Difficile mais j’emmènerai mon 14e titre dans ma tombe. Une fois le chiffre 13 atteint, il a fallu que je me fixe de nouveaux objectifs. Je me suis dit qu’une 14e victoire ne serait pas mal et j’ai tout essayé. J’ai réussi à m’imposer dans l’adversité et c’est ce qui me rend particulièrement fier de ma performance.

Il y a quelques années, lorsque vous avez battu Boris Becker à Wimbledon, il vous a dit au filet que vous étiez le joueur contre lequel il voulait mettre un terme à sa carrière. Y a-t-il un joueur que vous voudriez affronter pour la dernière fois?

Franchement, peu importe qui ce sera. Je sais que les journalistes aimeraient me voir raccrocher après ma victoire à l’US Open. Normal puisqu’il y aurait une belle histoire à raconter (il rit). Et puis, qui sait, mon dernier match, je le disputerai peut-être sur le court central de Wimbledon, et non sur le 13 ou le 2 (il rit).
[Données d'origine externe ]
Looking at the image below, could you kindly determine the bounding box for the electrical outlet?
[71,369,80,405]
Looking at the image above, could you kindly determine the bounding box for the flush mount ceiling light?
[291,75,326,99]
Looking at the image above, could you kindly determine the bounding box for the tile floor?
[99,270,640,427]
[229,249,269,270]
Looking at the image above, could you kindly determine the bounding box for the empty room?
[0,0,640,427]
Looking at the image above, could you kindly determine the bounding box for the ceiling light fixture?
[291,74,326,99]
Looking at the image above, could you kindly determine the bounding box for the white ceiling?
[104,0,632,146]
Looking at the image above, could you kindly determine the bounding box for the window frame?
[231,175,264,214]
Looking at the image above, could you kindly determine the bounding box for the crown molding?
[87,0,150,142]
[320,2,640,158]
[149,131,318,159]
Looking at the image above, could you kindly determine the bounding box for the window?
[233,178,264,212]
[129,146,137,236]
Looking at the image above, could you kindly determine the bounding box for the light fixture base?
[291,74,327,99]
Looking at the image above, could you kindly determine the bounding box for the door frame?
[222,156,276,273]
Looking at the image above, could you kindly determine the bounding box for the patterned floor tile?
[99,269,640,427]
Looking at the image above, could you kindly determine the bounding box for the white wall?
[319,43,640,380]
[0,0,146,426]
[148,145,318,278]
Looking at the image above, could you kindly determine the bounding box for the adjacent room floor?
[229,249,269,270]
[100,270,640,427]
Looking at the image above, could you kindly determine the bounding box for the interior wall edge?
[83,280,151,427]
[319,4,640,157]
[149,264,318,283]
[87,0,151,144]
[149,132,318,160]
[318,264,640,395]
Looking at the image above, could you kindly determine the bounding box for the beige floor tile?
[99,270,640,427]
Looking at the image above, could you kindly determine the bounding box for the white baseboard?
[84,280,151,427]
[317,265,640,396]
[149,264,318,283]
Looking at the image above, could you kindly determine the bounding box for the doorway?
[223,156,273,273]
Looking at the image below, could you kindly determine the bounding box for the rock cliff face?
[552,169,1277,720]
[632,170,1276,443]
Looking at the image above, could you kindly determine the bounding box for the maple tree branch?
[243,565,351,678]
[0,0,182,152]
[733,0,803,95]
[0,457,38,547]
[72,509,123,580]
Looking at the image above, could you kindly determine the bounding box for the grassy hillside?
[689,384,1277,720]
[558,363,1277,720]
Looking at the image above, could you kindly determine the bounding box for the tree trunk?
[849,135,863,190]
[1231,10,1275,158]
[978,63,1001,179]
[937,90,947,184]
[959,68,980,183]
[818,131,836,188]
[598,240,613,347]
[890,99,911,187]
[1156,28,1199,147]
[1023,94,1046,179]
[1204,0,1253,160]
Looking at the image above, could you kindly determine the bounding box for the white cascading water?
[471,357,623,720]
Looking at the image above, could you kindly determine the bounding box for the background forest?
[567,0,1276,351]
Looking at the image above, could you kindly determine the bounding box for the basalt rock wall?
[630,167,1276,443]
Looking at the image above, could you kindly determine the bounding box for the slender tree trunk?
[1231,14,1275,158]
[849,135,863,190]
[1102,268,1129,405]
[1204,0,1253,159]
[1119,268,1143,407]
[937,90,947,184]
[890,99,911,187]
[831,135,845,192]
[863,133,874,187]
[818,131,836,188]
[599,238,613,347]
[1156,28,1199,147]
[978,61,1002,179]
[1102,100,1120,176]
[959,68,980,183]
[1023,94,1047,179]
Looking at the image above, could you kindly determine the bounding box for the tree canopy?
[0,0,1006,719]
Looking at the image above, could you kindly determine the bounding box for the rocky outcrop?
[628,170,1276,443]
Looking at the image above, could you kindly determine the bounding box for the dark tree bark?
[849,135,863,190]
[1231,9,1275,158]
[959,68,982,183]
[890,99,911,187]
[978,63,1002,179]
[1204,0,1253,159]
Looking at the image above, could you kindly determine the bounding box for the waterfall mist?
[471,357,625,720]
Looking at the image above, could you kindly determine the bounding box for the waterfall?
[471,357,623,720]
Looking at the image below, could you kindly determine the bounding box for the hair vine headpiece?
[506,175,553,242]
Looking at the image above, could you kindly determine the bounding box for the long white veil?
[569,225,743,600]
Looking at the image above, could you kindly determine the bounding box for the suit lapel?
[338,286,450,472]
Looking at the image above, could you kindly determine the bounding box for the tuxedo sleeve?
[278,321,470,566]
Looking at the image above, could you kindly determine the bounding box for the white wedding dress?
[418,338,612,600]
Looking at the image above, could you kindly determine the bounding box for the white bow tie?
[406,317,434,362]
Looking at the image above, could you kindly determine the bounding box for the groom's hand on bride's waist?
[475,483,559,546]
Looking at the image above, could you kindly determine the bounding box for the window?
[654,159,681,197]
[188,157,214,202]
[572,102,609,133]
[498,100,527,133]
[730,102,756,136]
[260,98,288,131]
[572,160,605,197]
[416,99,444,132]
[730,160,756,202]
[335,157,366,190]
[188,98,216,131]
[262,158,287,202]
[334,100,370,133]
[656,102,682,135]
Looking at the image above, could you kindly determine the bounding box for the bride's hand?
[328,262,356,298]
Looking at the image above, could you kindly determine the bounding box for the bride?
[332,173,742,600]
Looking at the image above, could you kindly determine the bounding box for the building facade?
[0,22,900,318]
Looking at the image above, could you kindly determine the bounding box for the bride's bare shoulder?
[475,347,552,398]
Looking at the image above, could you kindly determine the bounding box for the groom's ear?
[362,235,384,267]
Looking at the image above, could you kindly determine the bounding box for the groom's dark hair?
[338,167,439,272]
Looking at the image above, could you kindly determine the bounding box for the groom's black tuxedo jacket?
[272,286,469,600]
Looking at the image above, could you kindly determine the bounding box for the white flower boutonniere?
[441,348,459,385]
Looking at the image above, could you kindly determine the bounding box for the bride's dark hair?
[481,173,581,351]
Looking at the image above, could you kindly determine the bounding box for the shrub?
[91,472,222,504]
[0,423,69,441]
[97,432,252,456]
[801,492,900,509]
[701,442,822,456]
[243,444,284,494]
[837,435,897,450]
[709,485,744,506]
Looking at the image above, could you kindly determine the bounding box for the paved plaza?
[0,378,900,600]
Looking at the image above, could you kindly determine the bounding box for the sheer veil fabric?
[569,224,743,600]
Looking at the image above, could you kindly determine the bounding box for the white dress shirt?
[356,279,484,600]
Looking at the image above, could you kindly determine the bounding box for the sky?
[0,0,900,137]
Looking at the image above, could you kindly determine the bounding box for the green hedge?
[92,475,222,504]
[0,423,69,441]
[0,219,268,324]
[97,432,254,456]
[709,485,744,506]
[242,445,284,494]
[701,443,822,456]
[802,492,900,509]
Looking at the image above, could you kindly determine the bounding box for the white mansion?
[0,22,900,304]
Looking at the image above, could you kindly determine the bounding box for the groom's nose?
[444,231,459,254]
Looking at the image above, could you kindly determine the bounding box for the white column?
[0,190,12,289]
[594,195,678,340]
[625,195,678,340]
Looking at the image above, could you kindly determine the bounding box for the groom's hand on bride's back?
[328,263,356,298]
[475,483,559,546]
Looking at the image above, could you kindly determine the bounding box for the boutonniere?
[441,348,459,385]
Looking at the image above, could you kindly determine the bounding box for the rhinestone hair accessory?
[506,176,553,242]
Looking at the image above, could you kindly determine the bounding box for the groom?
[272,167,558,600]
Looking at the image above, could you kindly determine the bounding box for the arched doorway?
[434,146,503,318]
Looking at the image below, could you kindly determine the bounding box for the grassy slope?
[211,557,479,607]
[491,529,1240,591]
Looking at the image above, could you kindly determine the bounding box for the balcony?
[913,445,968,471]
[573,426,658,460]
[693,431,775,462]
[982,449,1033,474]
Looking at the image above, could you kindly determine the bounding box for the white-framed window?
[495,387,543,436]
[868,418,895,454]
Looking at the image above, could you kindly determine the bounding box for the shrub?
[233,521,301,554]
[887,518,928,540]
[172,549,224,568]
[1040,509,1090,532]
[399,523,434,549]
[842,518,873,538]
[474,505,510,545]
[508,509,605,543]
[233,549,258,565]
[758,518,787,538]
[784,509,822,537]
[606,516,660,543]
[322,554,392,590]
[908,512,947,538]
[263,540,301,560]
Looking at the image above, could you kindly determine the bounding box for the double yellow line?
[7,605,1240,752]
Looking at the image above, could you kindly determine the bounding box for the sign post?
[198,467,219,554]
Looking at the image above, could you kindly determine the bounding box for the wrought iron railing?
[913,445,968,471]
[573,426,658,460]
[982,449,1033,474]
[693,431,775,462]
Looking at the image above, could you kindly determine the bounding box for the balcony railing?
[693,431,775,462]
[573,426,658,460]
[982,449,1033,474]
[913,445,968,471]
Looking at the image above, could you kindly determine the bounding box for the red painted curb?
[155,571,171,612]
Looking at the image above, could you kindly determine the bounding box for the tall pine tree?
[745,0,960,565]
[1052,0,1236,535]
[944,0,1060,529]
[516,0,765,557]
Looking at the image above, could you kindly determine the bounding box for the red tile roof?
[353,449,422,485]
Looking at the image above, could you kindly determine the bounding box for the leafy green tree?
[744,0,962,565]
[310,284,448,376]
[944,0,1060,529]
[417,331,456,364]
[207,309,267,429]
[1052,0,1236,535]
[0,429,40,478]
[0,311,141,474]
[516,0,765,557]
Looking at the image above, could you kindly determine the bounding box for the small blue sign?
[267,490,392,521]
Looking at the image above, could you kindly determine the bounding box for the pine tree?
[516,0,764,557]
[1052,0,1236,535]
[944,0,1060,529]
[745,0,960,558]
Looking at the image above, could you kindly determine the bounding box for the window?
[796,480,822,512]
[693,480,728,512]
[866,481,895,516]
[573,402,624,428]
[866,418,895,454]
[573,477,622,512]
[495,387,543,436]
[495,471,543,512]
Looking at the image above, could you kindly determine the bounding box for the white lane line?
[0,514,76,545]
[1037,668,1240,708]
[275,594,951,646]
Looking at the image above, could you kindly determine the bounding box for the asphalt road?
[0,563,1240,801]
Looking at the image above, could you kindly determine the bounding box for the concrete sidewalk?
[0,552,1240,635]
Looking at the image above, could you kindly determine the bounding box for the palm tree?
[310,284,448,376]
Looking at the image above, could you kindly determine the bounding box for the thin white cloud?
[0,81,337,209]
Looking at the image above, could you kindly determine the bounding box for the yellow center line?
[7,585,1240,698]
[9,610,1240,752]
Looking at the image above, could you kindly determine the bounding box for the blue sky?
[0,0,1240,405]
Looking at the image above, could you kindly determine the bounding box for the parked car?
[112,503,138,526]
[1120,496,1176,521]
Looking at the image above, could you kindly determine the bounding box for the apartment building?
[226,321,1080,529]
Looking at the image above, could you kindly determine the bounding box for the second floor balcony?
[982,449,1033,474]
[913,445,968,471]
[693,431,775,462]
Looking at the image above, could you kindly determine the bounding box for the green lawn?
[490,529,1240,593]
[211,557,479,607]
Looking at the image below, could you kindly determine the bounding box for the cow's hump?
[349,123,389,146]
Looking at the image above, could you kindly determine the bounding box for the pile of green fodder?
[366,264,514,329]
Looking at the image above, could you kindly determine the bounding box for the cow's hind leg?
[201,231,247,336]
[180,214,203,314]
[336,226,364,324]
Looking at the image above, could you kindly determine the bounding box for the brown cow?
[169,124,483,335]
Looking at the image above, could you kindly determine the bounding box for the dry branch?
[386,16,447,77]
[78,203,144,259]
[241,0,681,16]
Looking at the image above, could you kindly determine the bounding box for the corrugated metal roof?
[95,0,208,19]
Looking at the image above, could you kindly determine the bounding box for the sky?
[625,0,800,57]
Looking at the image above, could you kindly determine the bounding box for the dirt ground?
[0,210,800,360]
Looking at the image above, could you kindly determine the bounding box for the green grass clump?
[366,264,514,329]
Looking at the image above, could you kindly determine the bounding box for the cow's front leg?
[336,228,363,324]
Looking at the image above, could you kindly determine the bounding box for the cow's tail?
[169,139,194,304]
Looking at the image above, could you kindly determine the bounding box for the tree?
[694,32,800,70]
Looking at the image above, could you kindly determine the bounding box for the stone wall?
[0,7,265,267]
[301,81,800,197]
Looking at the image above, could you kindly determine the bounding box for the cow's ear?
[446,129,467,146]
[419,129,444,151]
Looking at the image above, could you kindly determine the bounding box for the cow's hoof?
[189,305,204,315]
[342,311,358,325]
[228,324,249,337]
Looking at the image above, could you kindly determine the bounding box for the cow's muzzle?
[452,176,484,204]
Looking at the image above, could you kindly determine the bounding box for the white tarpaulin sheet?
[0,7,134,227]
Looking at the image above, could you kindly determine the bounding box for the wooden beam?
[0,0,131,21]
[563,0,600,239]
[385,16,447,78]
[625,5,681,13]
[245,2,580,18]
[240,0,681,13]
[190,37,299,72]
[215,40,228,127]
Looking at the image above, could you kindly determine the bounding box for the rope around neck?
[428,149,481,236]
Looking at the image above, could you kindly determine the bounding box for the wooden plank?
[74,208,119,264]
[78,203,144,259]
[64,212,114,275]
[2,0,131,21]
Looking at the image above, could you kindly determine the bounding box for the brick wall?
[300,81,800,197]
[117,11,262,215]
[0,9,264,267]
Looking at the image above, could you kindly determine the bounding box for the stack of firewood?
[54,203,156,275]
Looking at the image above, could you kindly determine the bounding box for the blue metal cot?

NDLA: Sampras n’avait guère été heureux de devoir disputer, et perdre, son deuxième tour sur le « cimetière » au All England Club…

Le retour au premier plan effectué voici quelques années par Agassi vous a-t-il inspiré dans vos moments durs?

Pas vraiment. Andre a plus de talent que n’importe qui. A un moment donné de sa carrière, il a connu des difficultés d’ordre mental et il a eu la force de remonter de la 140e à la première place mondiale. Ce fut un énorme come-back. Moi, je suis toujours resté compétitif. J’étais classé 17e tête de série à l’US Open…

Florient Etienne

« Je suis très fier de moi »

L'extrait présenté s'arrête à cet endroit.